While the F-35’s developers tout its stealth capabilities, Sprey finds that to be a misleading description.
"[Stealth] was an advertising hook when it was first developed as a multibillion dollar program in the early 80s," he says. "Stealth itself dated all the way back to World War II, but was a relatively cheap and low-level operation until [former US Defense Secretary] Bill Perry saw it as a hook for selling a whole new generation of missiles and very expensive bombers and fighters.
"They managed to put across the idea that if you didn’t have stealth, you were obsolete."
Stealth technology relies on the reshaping and coating of aircraft to deflect radar pulses away from the sender, rendering an object "invisible." But while these techniques may work against high-frequency radars, it does nothing against low-frequency devices.
"Every Battle of Britain radar would be able to see every stealth airplane today, loud and clear," Sprey says, describing how low-frequency radar was used during the 1940 air battle over the UK. "That’s the irony. Stealth is supposed to be the latest hook that obsoletes everything that came before it, but WWII radar sees it perfectly."

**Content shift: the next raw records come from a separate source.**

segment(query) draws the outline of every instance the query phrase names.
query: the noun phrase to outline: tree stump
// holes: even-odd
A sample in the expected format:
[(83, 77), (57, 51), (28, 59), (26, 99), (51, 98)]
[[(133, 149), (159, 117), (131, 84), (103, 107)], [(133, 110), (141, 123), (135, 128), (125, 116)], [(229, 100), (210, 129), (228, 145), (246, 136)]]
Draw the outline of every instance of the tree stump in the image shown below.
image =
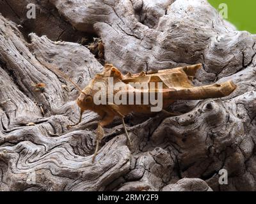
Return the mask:
[[(29, 3), (35, 19), (26, 18)], [(236, 31), (206, 0), (0, 6), (0, 190), (256, 191), (255, 35)], [(124, 73), (202, 63), (196, 85), (232, 80), (237, 88), (220, 99), (176, 101), (170, 108), (180, 116), (129, 115), (131, 150), (115, 120), (92, 164), (99, 117), (87, 112), (67, 129), (79, 118), (79, 92), (44, 65), (83, 88), (103, 68), (81, 45), (84, 36), (101, 38), (105, 62)], [(219, 183), (221, 169), (227, 185)]]

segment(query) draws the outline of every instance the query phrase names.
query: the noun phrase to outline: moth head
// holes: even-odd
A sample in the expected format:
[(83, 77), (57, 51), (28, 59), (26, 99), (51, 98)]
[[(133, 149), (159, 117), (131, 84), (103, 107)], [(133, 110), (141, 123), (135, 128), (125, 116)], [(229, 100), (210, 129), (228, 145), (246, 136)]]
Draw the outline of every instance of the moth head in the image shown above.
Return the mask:
[(76, 102), (81, 110), (91, 110), (93, 106), (93, 98), (90, 90), (84, 89), (77, 98)]

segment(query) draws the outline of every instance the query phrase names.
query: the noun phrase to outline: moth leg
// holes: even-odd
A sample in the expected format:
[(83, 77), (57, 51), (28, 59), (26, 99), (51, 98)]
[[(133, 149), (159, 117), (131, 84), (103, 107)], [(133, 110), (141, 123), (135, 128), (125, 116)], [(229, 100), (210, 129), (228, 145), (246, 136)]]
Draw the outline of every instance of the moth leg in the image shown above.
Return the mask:
[(164, 109), (162, 109), (161, 112), (166, 114), (166, 115), (168, 115), (169, 117), (178, 116), (178, 115), (180, 115), (183, 114), (180, 112), (171, 113), (171, 112), (168, 112), (167, 110), (165, 110)]
[(123, 122), (124, 129), (124, 131), (125, 133), (125, 136), (126, 136), (126, 145), (127, 145), (129, 149), (131, 150), (132, 145), (131, 145), (130, 137), (128, 135), (127, 130), (126, 129), (125, 124), (124, 123), (124, 117), (122, 118), (122, 122)]
[(111, 108), (111, 110), (117, 115), (118, 115), (120, 117), (121, 117), (122, 122), (123, 126), (124, 126), (124, 131), (125, 133), (125, 136), (126, 136), (126, 145), (127, 145), (129, 149), (131, 150), (131, 142), (130, 137), (129, 136), (129, 134), (128, 134), (127, 130), (126, 127), (125, 127), (125, 124), (124, 120), (124, 115), (122, 113), (120, 113), (120, 112), (119, 111), (119, 109), (118, 109), (118, 106), (117, 105), (114, 105), (114, 104), (109, 104), (109, 106)]
[(103, 129), (103, 127), (109, 124), (110, 122), (113, 121), (114, 119), (114, 115), (106, 115), (103, 117), (103, 119), (98, 123), (98, 127), (97, 128), (96, 131), (96, 147), (95, 150), (94, 151), (93, 156), (92, 157), (92, 163), (94, 163), (96, 156), (99, 151), (99, 145), (100, 142), (101, 140), (104, 136), (104, 131)]
[(84, 112), (84, 110), (81, 109), (80, 110), (80, 117), (79, 117), (79, 121), (77, 123), (74, 124), (67, 126), (67, 128), (69, 128), (70, 127), (76, 126), (77, 125), (78, 125), (82, 121), (82, 115), (83, 115), (83, 112)]

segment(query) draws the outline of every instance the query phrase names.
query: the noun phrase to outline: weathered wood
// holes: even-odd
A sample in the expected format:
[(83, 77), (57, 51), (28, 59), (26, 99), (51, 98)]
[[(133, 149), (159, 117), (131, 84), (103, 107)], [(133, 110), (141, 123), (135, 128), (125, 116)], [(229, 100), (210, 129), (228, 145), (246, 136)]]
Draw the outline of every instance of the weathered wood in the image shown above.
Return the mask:
[[(170, 110), (180, 116), (127, 117), (131, 151), (116, 119), (92, 164), (99, 119), (87, 112), (81, 125), (67, 129), (78, 120), (79, 93), (43, 62), (81, 87), (102, 65), (83, 46), (50, 40), (57, 29), (46, 27), (47, 36), (39, 37), (31, 27), (27, 31), (38, 34), (28, 42), (26, 32), (0, 15), (1, 190), (256, 191), (255, 35), (236, 31), (206, 0), (50, 2), (68, 29), (100, 36), (106, 62), (124, 72), (202, 63), (196, 85), (232, 80), (237, 88), (221, 99), (177, 101)], [(46, 85), (42, 92), (38, 83)], [(221, 169), (228, 185), (219, 184)]]

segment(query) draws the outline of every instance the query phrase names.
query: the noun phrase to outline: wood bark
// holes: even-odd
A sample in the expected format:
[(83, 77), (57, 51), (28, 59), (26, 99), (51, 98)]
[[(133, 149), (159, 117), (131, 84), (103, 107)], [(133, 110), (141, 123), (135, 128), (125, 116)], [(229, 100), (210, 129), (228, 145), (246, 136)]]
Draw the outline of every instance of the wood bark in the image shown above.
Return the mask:
[[(28, 1), (0, 3), (0, 190), (256, 190), (255, 35), (206, 0), (32, 1), (34, 20)], [(100, 37), (105, 62), (124, 73), (202, 63), (196, 85), (232, 80), (237, 88), (176, 101), (170, 108), (180, 116), (127, 117), (131, 150), (116, 119), (92, 164), (99, 117), (86, 112), (67, 129), (79, 119), (79, 92), (44, 65), (83, 88), (103, 68), (77, 43), (86, 35)], [(228, 185), (219, 183), (221, 169)]]

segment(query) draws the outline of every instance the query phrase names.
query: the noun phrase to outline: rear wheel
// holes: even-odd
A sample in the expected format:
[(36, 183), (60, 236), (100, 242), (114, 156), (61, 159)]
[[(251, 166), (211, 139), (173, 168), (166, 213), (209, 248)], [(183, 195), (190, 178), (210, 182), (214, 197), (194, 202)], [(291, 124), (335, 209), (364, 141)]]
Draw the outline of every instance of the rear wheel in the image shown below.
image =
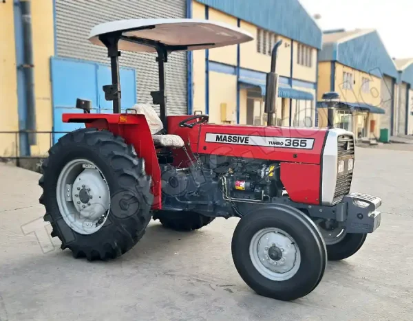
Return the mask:
[(143, 236), (151, 219), (150, 177), (120, 137), (83, 129), (49, 151), (39, 184), (52, 236), (74, 257), (114, 258)]
[(232, 239), (234, 264), (257, 294), (282, 300), (306, 296), (319, 283), (327, 254), (317, 226), (289, 206), (265, 206), (242, 217)]
[(330, 261), (340, 261), (355, 254), (367, 238), (366, 233), (347, 233), (342, 224), (337, 221), (318, 220), (316, 223), (327, 246)]
[(209, 224), (214, 219), (187, 211), (158, 210), (153, 215), (153, 219), (159, 219), (164, 227), (176, 231), (199, 230)]

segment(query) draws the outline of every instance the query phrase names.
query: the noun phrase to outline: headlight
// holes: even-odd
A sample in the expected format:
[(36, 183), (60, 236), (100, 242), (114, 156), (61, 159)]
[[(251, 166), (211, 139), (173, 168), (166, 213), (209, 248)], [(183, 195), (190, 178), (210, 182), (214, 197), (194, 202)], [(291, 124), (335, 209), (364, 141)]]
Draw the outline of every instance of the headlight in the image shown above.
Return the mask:
[(348, 159), (348, 170), (352, 170), (352, 168), (354, 165), (354, 158), (350, 158), (350, 159)]
[(339, 168), (337, 173), (343, 173), (344, 171), (344, 161), (339, 161)]

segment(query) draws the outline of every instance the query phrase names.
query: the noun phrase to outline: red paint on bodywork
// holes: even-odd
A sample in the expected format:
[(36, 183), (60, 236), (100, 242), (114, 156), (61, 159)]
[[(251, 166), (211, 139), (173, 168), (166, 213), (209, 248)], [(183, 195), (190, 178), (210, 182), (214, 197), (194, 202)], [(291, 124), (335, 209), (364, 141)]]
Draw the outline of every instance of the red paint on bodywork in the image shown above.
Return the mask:
[[(324, 129), (215, 125), (210, 124), (196, 125), (192, 129), (192, 131), (189, 139), (191, 146), (195, 153), (315, 164), (320, 164), (320, 155), (326, 133), (326, 130)], [(315, 141), (313, 149), (287, 148), (275, 146), (263, 147), (220, 142), (205, 142), (205, 136), (207, 133), (250, 136), (313, 138)]]
[[(120, 117), (122, 118), (120, 122)], [(153, 209), (162, 208), (160, 168), (148, 123), (144, 115), (104, 113), (64, 113), (64, 122), (83, 122), (86, 127), (107, 129), (131, 144), (138, 157), (145, 159), (145, 170), (152, 177)]]
[(281, 181), (292, 201), (305, 204), (319, 204), (319, 165), (281, 163), (280, 174)]

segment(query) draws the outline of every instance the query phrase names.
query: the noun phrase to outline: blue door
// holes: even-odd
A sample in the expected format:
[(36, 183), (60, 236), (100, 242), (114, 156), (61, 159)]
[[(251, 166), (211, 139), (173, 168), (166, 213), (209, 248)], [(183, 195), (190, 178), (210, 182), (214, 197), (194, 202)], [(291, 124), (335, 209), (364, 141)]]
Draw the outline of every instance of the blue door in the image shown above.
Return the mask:
[[(105, 100), (102, 89), (104, 85), (112, 83), (110, 68), (91, 62), (53, 57), (51, 61), (52, 90), (53, 93), (53, 131), (61, 132), (53, 135), (53, 142), (64, 133), (84, 128), (81, 123), (64, 123), (62, 114), (82, 113), (76, 108), (76, 98), (92, 101), (91, 113), (112, 113), (112, 102)], [(135, 70), (121, 68), (122, 110), (136, 103)]]

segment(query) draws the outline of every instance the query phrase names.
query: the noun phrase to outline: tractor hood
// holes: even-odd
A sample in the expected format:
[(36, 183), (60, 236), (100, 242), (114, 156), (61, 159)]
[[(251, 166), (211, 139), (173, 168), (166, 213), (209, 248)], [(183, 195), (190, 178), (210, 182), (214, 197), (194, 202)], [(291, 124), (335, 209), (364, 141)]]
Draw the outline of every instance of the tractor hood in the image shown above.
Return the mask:
[(206, 124), (195, 126), (189, 139), (191, 148), (199, 153), (319, 164), (328, 131)]

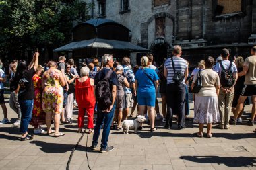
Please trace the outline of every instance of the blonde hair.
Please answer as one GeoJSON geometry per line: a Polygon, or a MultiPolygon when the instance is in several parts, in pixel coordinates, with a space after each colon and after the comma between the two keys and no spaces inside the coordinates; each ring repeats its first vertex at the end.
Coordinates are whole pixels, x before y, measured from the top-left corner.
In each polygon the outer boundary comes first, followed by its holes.
{"type": "Polygon", "coordinates": [[[36,73],[38,73],[38,71],[44,71],[44,68],[42,65],[38,65],[38,67],[37,67],[37,69],[36,70],[36,73]]]}
{"type": "Polygon", "coordinates": [[[92,63],[94,66],[98,66],[98,60],[97,58],[94,58],[92,61],[92,63]]]}
{"type": "Polygon", "coordinates": [[[145,67],[148,65],[148,56],[142,56],[141,59],[141,66],[145,67]]]}
{"type": "Polygon", "coordinates": [[[204,60],[201,60],[199,62],[198,62],[198,67],[200,69],[205,69],[205,64],[204,62],[204,60]]]}
{"type": "Polygon", "coordinates": [[[234,63],[236,63],[236,65],[238,68],[243,67],[243,65],[244,65],[244,58],[242,56],[238,56],[234,61],[234,63]]]}

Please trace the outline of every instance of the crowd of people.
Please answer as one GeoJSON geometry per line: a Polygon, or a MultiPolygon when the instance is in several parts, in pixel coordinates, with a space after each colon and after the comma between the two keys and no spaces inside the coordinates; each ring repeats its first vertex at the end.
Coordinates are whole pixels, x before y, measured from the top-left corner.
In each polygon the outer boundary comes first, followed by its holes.
{"type": "MultiPolygon", "coordinates": [[[[122,121],[128,118],[144,116],[150,125],[150,130],[154,132],[157,130],[155,120],[162,120],[164,128],[170,129],[176,115],[178,129],[185,128],[191,92],[193,93],[193,122],[199,124],[199,137],[204,136],[205,124],[206,136],[211,138],[213,124],[217,124],[215,128],[228,129],[230,123],[241,122],[249,96],[251,96],[253,107],[248,124],[254,125],[256,46],[251,48],[251,56],[245,60],[238,56],[230,61],[228,50],[222,49],[216,62],[208,56],[198,63],[191,74],[188,62],[181,57],[181,47],[174,46],[172,54],[173,56],[164,58],[159,67],[152,65],[153,56],[148,54],[141,58],[140,66],[133,68],[128,57],[119,63],[114,62],[113,55],[105,54],[101,65],[97,58],[92,63],[83,63],[79,74],[74,60],[66,62],[63,56],[58,62],[49,61],[44,67],[38,65],[38,52],[34,53],[28,65],[25,60],[14,60],[9,65],[9,105],[18,114],[13,125],[20,125],[20,140],[34,138],[28,132],[29,124],[34,128],[34,134],[53,134],[55,137],[65,135],[59,131],[59,125],[72,123],[73,109],[77,103],[77,132],[86,130],[88,134],[93,134],[91,148],[95,150],[102,128],[100,151],[104,153],[113,149],[108,146],[110,129],[121,130],[122,121]],[[158,90],[162,114],[157,99],[158,90]],[[232,119],[231,110],[234,113],[232,119]],[[88,120],[84,130],[85,114],[88,120]],[[51,127],[53,123],[54,130],[51,127]],[[41,126],[43,124],[47,126],[46,132],[41,126]]],[[[6,79],[4,71],[0,69],[0,105],[4,116],[1,124],[9,122],[3,97],[6,79]]],[[[141,123],[139,130],[142,128],[141,123]]]]}

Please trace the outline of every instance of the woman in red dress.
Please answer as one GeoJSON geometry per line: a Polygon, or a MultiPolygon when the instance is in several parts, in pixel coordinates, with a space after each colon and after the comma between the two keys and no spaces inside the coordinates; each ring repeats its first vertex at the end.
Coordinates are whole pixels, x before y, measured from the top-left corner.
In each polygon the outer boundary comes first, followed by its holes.
{"type": "Polygon", "coordinates": [[[30,124],[34,128],[34,134],[44,132],[44,130],[40,126],[45,124],[45,114],[42,108],[42,75],[44,72],[44,67],[38,65],[36,74],[32,77],[34,88],[34,99],[32,111],[32,117],[30,124]]]}
{"type": "Polygon", "coordinates": [[[81,68],[81,78],[75,80],[75,99],[78,104],[78,132],[82,132],[84,124],[84,114],[87,112],[88,133],[94,128],[94,110],[95,105],[94,80],[88,77],[89,68],[81,68]]]}

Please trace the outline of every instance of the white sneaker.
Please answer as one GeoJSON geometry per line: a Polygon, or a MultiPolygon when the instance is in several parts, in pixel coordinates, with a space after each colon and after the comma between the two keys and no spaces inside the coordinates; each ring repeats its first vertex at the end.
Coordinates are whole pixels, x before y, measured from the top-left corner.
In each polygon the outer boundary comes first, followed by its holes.
{"type": "Polygon", "coordinates": [[[156,114],[156,120],[160,120],[160,119],[162,119],[162,115],[160,115],[159,113],[158,113],[158,114],[156,114]]]}
{"type": "Polygon", "coordinates": [[[15,123],[13,124],[13,125],[14,125],[14,126],[18,126],[20,124],[20,120],[17,120],[16,122],[15,122],[15,123]]]}
{"type": "Polygon", "coordinates": [[[9,122],[9,120],[8,118],[3,118],[2,121],[1,121],[0,124],[7,124],[9,122]]]}
{"type": "Polygon", "coordinates": [[[40,128],[36,128],[36,129],[34,129],[34,134],[42,134],[42,133],[44,133],[44,132],[45,132],[44,130],[41,129],[40,128]]]}

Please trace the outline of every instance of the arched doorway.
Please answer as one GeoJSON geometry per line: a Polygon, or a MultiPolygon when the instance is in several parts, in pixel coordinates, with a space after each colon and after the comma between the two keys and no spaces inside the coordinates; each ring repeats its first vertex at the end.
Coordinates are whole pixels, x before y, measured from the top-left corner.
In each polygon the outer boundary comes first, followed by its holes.
{"type": "Polygon", "coordinates": [[[157,66],[162,64],[164,58],[167,58],[170,54],[170,44],[163,38],[156,38],[151,44],[150,50],[154,56],[154,60],[157,66]]]}

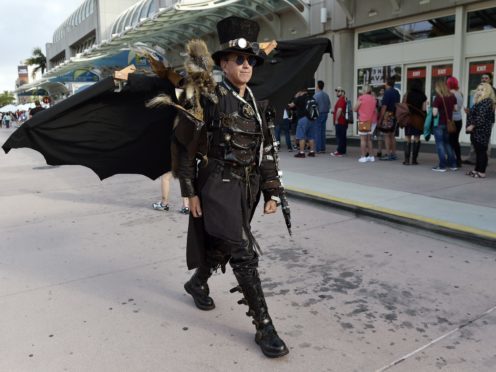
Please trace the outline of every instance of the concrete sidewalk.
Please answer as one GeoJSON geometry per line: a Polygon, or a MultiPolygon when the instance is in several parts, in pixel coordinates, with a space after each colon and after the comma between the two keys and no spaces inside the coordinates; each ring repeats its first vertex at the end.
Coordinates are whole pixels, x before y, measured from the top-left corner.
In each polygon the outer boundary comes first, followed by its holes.
{"type": "MultiPolygon", "coordinates": [[[[333,147],[332,147],[333,148],[333,147]]],[[[419,165],[397,161],[359,163],[359,149],[348,147],[342,158],[318,154],[294,158],[281,151],[284,184],[290,195],[330,204],[382,220],[496,246],[496,172],[489,166],[486,179],[465,173],[431,170],[437,156],[419,155],[419,165]]],[[[492,160],[494,164],[494,160],[492,160]]]]}

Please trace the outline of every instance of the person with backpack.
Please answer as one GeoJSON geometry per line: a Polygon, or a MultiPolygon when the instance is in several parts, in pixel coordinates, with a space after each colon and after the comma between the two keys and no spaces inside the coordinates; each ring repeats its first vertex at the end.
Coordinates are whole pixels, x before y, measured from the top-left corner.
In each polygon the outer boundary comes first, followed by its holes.
{"type": "Polygon", "coordinates": [[[348,131],[348,119],[346,112],[348,104],[346,102],[346,93],[343,88],[337,87],[335,89],[336,97],[338,98],[334,105],[333,122],[336,129],[336,151],[331,152],[331,156],[338,158],[346,154],[346,132],[348,131]]]}
{"type": "Polygon", "coordinates": [[[10,128],[10,121],[12,120],[12,116],[10,112],[5,113],[5,115],[2,118],[2,121],[5,125],[5,128],[10,128]]]}
{"type": "Polygon", "coordinates": [[[317,118],[319,117],[319,108],[317,101],[310,96],[306,88],[300,89],[296,93],[293,102],[289,104],[290,108],[296,109],[298,124],[296,126],[296,142],[299,145],[300,151],[295,155],[295,158],[304,158],[305,142],[308,141],[310,146],[309,157],[315,157],[315,131],[317,130],[317,118]]]}
{"type": "Polygon", "coordinates": [[[315,98],[319,105],[320,114],[317,119],[317,137],[315,138],[315,145],[317,147],[317,153],[325,154],[326,122],[329,111],[331,111],[331,100],[329,95],[324,92],[324,82],[322,80],[317,81],[317,87],[313,98],[315,98]]]}

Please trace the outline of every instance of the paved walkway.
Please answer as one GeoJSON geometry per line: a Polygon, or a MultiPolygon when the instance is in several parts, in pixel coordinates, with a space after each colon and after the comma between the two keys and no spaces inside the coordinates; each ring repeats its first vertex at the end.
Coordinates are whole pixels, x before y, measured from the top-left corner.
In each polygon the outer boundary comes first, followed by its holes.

While the US military moved away from low-frequency radar after World War II, many of America’s adversaries did not.
"Other countries did not walk away from the long-wave [low-frequency] radar, [including] notably, Russia, which from World War II on to this day, and every generation, has produced radars of increasing sophistication and increasing ability in that range."
But the effectiveness of the F-35’s stealth may be immaterial, since the true goal of the program is to funnel government money to Lockheed Martin.
"[The military industrial complex] is not working in the interest of improving [the] national defense of the United States, which I very much favor. It is working in the interest of a small group of companies that are making a huge amount of money out of very expensive airplanes and missiles and radars and so on."
The huge sums of money invested in projects also make it impossible to abandon programs, even after they have been deemed failures.
"The political difficulties of canceling the F-35 were designed into the airplane right at the start," Sprey says. "This is called political engineering. It’s part of every major new procurement in all our services. It’s enormously costly, unsafe, and an effectiveness-crushing practice that nobody is able to root out.
"So the question is, ‘Should the F-35 be canceled?’ Of course, it should have been canceled yesterday. Will it be canceled? No. Not until it becomes such a public disgrace because of crashes and failures in combat that the services will have to walk away in embarrassment."